The insurance density of the life insurance sector in 2018 was $55, unchanged from the life insurance density of the previous year, the annual report of the Insurance Regulatory and Development Authority of India (IRDAI) for 2018-19 released this week, shows. Life insurance penetration for 2018 was 2.74%, slightly lower than the 2.76% of 2017.
Insurance density is measured as the ratio of premium (in US dollars) to the total population; insurance penetration is measured as the ratio of premium (in US$) to GDP (in US$). Insurance density and insurance penetration indicate the level of development of the insurance sector.

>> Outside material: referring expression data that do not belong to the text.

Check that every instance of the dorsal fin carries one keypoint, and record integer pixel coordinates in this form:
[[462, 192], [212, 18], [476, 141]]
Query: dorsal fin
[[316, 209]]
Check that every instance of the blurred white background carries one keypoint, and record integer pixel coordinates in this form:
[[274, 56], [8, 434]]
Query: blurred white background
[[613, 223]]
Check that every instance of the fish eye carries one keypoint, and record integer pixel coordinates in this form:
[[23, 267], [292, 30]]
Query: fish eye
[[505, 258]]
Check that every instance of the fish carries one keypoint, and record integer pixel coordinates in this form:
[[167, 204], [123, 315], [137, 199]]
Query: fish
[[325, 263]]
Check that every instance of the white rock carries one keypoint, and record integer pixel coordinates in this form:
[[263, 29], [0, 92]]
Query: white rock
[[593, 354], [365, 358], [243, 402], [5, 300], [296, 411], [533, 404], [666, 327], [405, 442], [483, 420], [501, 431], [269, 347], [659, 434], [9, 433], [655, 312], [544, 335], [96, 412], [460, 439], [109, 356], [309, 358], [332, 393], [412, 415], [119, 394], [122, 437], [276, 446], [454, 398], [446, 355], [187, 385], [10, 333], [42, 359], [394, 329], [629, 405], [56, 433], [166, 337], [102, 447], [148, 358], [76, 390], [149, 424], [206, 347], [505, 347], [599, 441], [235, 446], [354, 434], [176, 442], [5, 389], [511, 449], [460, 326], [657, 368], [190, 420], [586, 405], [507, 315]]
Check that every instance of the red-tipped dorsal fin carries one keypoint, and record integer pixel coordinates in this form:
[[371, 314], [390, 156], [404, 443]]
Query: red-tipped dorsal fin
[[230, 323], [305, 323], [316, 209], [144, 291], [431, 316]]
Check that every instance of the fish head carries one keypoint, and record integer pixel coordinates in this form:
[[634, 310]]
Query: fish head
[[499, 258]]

The IRDAI report notes that the insurance density of the life insurance sector rose steadily from $9.1 in 2001 to $55.70 in 2010, and thereafter fell for three years to reach $41 in 2013 before rising again. Life insurance penetration increased from 2.15% in 2001 to 4.60% in 2009, and has thereafter showed a generally decreasing trend.
There was a slight increase to 2.72% in 2015 from 2.60% in the previous year, and penetration, after holding steady at 2.72% in 2016, increased in 2017.
The insurance density of the non-life insurance sector has risen from $2.4 in 2001 to $18 in 2017 and to $19 in 2018. The non-life insurance penetration has risen from 0.56% in 2001 to 0.97% in 2018, shows the report.